Усиление позиций федеральной административной элиты и рост ее независимости от других социальных групп и организаций проявляется и в ее способности не реагировать (адекватно) на многие запросы, идущие из общества, ограничивая спектр проблем, подлежащих обсуждению («непринятие решений»). Сегодня в российской политической практике наиболее важные (с точки зрения сохранения и воспроизводства господства политико-административного класса) и вполне очевидные формы непринятия решений и «правления предвиденных реакций» имеют место в сфере контроля за медиапотоками, где фактически осуществляется легитимация «повестки дня». Они также проявляются в «сертификации» Кремлем участников переговорных процессов, в выстраивании мощных барьеров на пути инициатив, направленных на ограничение бюрократического контроля в экономике, выравнивание доходов различных групп населения и т. д. В последние годы отчетливо обозначилась тенденция к усилению роли правящей элиты в процессе формирования политического сознания населения, которое ориентируют на имперские государственнические ценности, управляемость, иерархию и «особый путь». Это проявляется прежде всего в том, что государственные телевизионные каналы (а именно они остаются главным источником получения информации для основной массы граждан и наиболее эффективным средством формирования политического сознания населения) строго выдерживают идеологическую линию, заданную правящей элитой, практически не предоставляя эфир политическим оппонентам. Критики нынешнего режима могут высказываться в некоторых печатных СМИ и Интернете, однако это не может компенсировать их отсутствия на телевидении. В содержании новостей практически отсутствует объективный анализ нынешнего курса, его недостатков; явно приукрашиваются ситуация в экономике и перспективы ее развития.

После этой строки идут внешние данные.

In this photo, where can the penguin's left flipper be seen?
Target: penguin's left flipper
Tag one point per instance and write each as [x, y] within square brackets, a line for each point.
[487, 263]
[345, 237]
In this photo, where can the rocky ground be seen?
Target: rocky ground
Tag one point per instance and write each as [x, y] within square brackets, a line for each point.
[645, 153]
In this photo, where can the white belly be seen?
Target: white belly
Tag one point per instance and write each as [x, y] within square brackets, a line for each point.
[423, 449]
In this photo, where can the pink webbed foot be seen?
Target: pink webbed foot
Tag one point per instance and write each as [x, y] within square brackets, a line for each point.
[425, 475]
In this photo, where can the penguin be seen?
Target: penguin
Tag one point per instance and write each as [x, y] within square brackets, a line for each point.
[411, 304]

Особенно сильное пропагандистское воздействие имеет место в период избирательных кампаний, когда использование государственного телевидения для поддержки определенных партий и кандидатов выходит далеко за пределы формальных и моральных ограничений.
Разумеется, все это требует специального и обстоятельного изучения, в котором имеющийся опыт эмпирических исследований власти должен быть непременно востребован.